A new citywide body is needed to champion Sheffield's history, it is argued – and supporters will be pressing the case when an annual festival returns.
Heritage Open Days are back on Thursday, taking place over two long weekends this month rather than one for the first time, offering more than 100 free events from tours of notable buildings and talks that illuminate the lives of great Sheffield figures to unusual activities with an inventive take on the city’s past.
And this year organisers will be joining calls to launch an organisation – similar to the local Culture Consortium made up of arts chiefs – that could steer the way Sheffield’s heritage is managed, promoted and funded.
“We need to have a consensus,” says Louise Watt who, along with Liz Godfrey, co-ordinates the open days for the Sheffield Civic Trust.
“There are people all over putting their heart and soul into working with the grain of Sheffield so our city is distinctive. We need champions just like art and the Outdoor City.

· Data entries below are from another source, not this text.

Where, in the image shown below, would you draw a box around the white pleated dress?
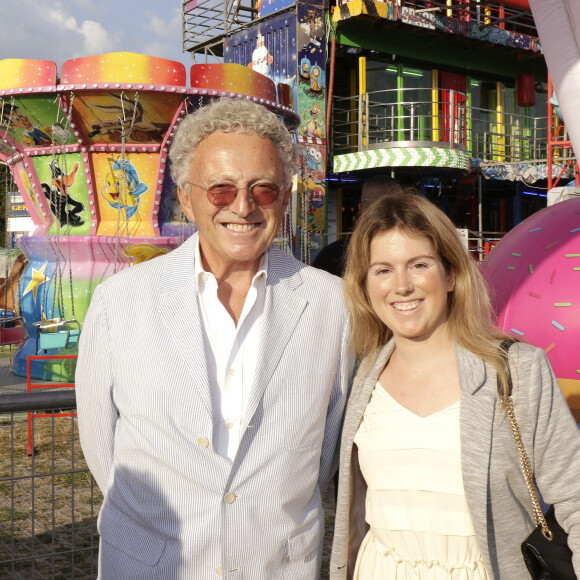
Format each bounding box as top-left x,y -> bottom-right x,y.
354,383 -> 488,580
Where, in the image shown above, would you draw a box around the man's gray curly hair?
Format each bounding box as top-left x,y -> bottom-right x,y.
169,97 -> 298,187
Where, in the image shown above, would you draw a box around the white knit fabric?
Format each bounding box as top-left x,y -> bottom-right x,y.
355,382 -> 488,580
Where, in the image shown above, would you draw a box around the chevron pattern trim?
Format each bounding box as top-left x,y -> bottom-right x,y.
333,147 -> 470,173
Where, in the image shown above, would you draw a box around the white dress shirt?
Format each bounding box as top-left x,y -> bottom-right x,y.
195,238 -> 268,461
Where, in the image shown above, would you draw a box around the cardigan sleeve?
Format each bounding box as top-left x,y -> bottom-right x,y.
510,344 -> 580,577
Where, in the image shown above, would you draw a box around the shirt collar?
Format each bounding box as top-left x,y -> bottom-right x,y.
193,235 -> 268,288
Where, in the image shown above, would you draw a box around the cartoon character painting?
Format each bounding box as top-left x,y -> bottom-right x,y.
87,92 -> 169,143
0,103 -> 52,147
41,158 -> 85,226
101,159 -> 149,219
310,65 -> 324,93
298,103 -> 324,139
248,32 -> 274,75
304,147 -> 323,171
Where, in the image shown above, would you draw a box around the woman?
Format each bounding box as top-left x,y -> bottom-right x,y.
330,192 -> 580,580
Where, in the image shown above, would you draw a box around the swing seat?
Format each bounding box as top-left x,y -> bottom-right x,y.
0,318 -> 26,346
35,320 -> 80,350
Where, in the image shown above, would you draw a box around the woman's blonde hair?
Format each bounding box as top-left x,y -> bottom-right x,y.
344,188 -> 508,398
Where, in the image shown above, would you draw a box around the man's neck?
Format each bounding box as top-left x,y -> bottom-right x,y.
200,248 -> 261,326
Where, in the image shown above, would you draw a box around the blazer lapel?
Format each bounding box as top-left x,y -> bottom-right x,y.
455,344 -> 497,562
157,235 -> 212,416
240,251 -> 308,440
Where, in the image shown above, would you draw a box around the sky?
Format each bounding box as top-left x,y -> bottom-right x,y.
0,0 -> 193,76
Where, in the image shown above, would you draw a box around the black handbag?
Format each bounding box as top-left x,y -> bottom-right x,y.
498,340 -> 576,580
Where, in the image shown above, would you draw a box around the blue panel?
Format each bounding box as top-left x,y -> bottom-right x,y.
224,11 -> 298,110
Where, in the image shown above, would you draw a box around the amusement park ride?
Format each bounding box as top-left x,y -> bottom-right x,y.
0,53 -> 297,381
0,0 -> 580,421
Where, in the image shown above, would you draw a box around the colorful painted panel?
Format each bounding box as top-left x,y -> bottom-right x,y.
298,142 -> 326,231
0,95 -> 70,147
73,91 -> 183,144
0,58 -> 56,90
60,52 -> 186,88
32,153 -> 91,235
93,153 -> 159,236
13,236 -> 178,381
297,4 -> 326,139
159,163 -> 197,239
224,14 -> 298,113
190,63 -> 276,102
334,147 -> 470,173
13,163 -> 46,227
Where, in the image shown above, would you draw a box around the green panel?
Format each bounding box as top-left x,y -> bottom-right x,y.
332,17 -> 547,81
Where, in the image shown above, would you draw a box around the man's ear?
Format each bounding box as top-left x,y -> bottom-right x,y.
282,186 -> 292,211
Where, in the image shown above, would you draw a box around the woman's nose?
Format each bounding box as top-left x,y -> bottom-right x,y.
395,269 -> 413,294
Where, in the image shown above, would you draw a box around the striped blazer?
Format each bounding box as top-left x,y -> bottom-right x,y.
76,236 -> 352,580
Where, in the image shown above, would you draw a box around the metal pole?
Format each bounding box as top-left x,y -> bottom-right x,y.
477,172 -> 483,261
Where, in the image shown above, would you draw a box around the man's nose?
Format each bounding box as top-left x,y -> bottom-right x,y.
230,187 -> 256,217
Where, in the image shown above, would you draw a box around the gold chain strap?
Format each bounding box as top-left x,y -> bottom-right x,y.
503,396 -> 553,541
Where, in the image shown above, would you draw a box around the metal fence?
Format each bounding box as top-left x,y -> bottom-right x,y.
330,89 -> 548,162
0,389 -> 102,580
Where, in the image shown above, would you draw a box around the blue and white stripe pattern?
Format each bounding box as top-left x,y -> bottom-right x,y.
76,237 -> 352,580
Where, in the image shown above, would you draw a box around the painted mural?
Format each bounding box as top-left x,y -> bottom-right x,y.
297,4 -> 326,232
0,53 -> 299,381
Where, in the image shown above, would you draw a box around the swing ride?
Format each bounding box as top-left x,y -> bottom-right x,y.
0,53 -> 299,381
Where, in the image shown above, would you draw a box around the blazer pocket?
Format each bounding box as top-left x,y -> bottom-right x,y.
99,514 -> 166,566
287,510 -> 324,561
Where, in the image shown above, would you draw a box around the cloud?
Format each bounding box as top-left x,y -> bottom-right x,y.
145,10 -> 181,42
0,0 -> 117,66
0,0 -> 189,68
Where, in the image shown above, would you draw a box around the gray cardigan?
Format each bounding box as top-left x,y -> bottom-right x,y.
330,340 -> 580,580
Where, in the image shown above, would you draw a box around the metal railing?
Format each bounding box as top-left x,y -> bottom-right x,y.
0,389 -> 102,580
335,0 -> 538,38
330,89 -> 548,162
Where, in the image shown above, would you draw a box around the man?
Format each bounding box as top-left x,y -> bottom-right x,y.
76,99 -> 352,580
312,175 -> 403,276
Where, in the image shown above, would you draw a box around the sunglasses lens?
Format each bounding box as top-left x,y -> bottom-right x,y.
206,183 -> 280,207
207,183 -> 238,207
250,183 -> 280,205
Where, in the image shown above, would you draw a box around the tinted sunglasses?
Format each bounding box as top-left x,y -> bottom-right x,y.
188,181 -> 282,207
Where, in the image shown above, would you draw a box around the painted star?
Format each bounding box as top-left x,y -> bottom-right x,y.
22,264 -> 48,304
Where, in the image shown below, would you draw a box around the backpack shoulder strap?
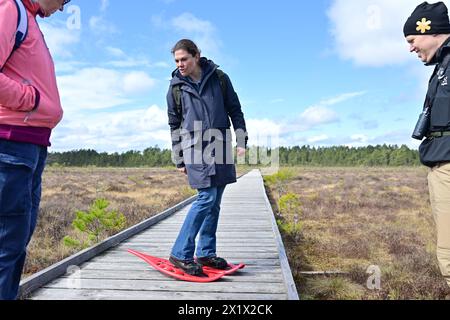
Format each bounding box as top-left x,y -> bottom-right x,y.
216,69 -> 227,100
172,84 -> 183,115
13,0 -> 28,50
0,0 -> 28,71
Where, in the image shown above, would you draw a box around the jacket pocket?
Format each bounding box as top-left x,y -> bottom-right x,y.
431,96 -> 450,130
0,153 -> 32,217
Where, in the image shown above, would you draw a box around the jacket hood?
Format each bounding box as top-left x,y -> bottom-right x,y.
425,37 -> 450,66
170,57 -> 219,85
22,0 -> 43,17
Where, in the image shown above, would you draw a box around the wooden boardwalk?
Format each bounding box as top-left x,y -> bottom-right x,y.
21,170 -> 298,300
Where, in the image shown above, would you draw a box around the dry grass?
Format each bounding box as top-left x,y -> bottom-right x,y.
268,168 -> 450,299
24,167 -> 248,277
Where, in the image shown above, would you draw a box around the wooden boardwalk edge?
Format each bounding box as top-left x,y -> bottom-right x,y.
19,195 -> 197,299
261,170 -> 299,300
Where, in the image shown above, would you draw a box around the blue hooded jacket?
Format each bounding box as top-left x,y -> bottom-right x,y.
167,58 -> 247,189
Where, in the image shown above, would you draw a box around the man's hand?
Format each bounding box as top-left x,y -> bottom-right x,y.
237,147 -> 246,157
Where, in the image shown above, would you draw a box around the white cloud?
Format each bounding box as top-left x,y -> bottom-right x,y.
100,0 -> 109,12
123,71 -> 156,94
106,47 -> 126,58
39,21 -> 80,58
284,92 -> 366,133
328,0 -> 428,67
52,105 -> 170,152
246,119 -> 282,146
57,68 -> 155,112
89,16 -> 119,34
308,134 -> 330,144
299,106 -> 339,129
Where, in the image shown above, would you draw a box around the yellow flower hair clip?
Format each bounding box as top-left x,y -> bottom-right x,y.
416,18 -> 431,33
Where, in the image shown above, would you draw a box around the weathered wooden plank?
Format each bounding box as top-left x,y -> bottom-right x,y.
25,172 -> 298,300
33,288 -> 287,301
19,196 -> 197,297
61,269 -> 283,283
44,278 -> 286,294
102,250 -> 278,262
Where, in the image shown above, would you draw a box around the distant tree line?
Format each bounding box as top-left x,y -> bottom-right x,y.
48,145 -> 420,167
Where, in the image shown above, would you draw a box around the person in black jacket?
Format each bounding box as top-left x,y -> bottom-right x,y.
404,2 -> 450,286
167,39 -> 247,275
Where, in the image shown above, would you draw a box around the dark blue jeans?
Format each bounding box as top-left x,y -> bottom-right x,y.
171,186 -> 229,261
0,139 -> 47,300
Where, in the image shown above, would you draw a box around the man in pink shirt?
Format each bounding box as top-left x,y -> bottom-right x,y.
0,0 -> 70,300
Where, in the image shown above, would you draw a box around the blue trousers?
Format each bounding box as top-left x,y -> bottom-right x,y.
171,186 -> 229,261
0,140 -> 47,300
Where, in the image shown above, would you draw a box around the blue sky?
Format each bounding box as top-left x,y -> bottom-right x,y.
39,0 -> 440,152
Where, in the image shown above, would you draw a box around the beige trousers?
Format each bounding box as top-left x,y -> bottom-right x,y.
428,163 -> 450,286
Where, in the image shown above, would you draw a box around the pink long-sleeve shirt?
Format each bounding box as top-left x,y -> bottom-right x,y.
0,0 -> 63,145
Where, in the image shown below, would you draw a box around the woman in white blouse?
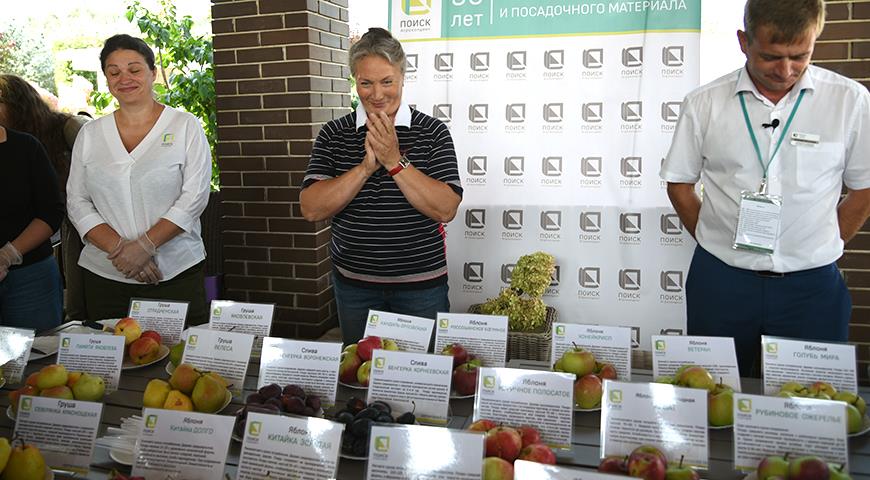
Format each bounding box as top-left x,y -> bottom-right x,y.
67,35 -> 211,325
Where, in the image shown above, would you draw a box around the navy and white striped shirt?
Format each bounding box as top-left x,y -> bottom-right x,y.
302,104 -> 462,288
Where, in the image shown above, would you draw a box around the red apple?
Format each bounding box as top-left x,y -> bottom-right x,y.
468,419 -> 498,433
139,330 -> 163,345
441,343 -> 468,368
517,425 -> 541,448
453,357 -> 479,395
356,335 -> 384,362
338,351 -> 362,383
129,337 -> 160,365
628,445 -> 668,480
519,443 -> 556,465
486,427 -> 523,462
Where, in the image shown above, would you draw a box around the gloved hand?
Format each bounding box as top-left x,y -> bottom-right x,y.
107,233 -> 157,278
0,242 -> 24,281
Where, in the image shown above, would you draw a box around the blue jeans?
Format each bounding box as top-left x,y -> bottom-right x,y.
332,273 -> 450,345
0,256 -> 63,332
686,246 -> 852,377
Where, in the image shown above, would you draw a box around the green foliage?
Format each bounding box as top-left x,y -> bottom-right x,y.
0,22 -> 57,95
480,252 -> 556,332
125,0 -> 220,190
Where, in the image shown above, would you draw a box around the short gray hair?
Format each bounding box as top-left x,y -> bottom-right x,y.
347,28 -> 406,76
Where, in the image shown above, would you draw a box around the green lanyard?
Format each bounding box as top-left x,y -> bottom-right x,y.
740,90 -> 806,193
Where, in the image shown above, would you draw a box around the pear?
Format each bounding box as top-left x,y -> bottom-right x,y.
190,375 -> 227,413
0,444 -> 45,480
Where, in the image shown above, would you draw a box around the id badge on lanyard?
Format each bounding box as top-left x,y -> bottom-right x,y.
731,90 -> 805,255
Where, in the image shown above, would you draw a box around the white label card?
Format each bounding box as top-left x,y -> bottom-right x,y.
236,412 -> 344,480
761,335 -> 858,395
209,300 -> 275,357
366,425 -> 488,480
365,310 -> 435,352
57,333 -> 124,393
129,298 -> 188,347
181,328 -> 254,398
366,350 -> 453,425
651,335 -> 740,392
257,337 -> 341,408
0,327 -> 34,383
514,460 -> 625,480
734,393 -> 849,472
550,323 -> 631,381
13,396 -> 103,475
435,313 -> 508,367
132,408 -> 235,480
474,367 -> 574,449
600,380 -> 709,469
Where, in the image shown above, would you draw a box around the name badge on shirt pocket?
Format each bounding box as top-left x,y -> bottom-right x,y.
789,132 -> 822,147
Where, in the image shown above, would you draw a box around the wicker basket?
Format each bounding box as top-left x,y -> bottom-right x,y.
468,303 -> 558,362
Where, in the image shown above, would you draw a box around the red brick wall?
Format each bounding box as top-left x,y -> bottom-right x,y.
212,0 -> 350,338
813,0 -> 870,385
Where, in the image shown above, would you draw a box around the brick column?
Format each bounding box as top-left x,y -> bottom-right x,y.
813,0 -> 870,385
212,0 -> 350,338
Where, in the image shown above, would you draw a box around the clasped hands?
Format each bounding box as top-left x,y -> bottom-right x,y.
363,112 -> 402,175
107,233 -> 163,285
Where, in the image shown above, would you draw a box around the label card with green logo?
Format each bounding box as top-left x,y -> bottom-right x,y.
550,323 -> 631,381
128,298 -> 189,347
366,424 -> 484,480
257,337 -> 341,408
366,350 -> 453,425
181,328 -> 254,398
57,333 -> 124,393
236,412 -> 344,480
0,327 -> 34,383
365,310 -> 435,352
209,300 -> 275,357
761,335 -> 858,395
474,367 -> 574,449
12,396 -> 103,476
652,335 -> 740,392
435,313 -> 508,367
514,460 -> 625,480
132,408 -> 235,480
600,380 -> 710,469
734,393 -> 849,472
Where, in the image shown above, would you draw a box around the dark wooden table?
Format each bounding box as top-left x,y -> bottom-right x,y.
0,328 -> 870,480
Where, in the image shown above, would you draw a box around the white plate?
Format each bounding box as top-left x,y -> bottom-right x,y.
121,344 -> 169,370
109,448 -> 133,467
849,414 -> 870,437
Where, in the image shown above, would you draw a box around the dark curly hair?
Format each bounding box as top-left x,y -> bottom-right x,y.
0,75 -> 70,175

We’re missing a trick, really, because we can’t say ‘The council do that’. They never could, and things are done differently these days anyway.”
Louise thinks the plight of the decaying Old Town Hall in the city centre, and the disused Victorian Birley Spa Bath House – both listed properties that have attracted separate campaigns to save them – make a formal heritage consortium more necessary than ever.
“It’s all firefighting,” she says.
The organisation could bring together the public and private sectors to attract investment, she suggests, citing Kollider, the firm creating a £3million digital tech hub at the old Co-op department store on Angel Street, and True North Brew Co, the bar operator that has revived several historic buildings, as ideal candidates. “They know how to make money out of it.”
A group called Joined Up Heritage already exists in Sheffield, made up of Friends societies, campaigners and other interested parties. Members have been working on a heritage strategy for some time as a grassroots project, but Louise says: “It still feels to me as though there’s a need for something like the Local Enterprise Partnership – they get money from central government.”
The idea will be discussed during a live debate next Saturday from 7pm at The Burton Street Foundation in Hillsborough. Louise is on the panel alongside Kim Streets, chief executive of Museums Sheffield; John Dawson, the development manager of Locality, a national network for communities and Howard Bayley, chair of the Friends of Wardsend Cemetery.
“We’re really hoping lots of people will be interested in going,” says Louise.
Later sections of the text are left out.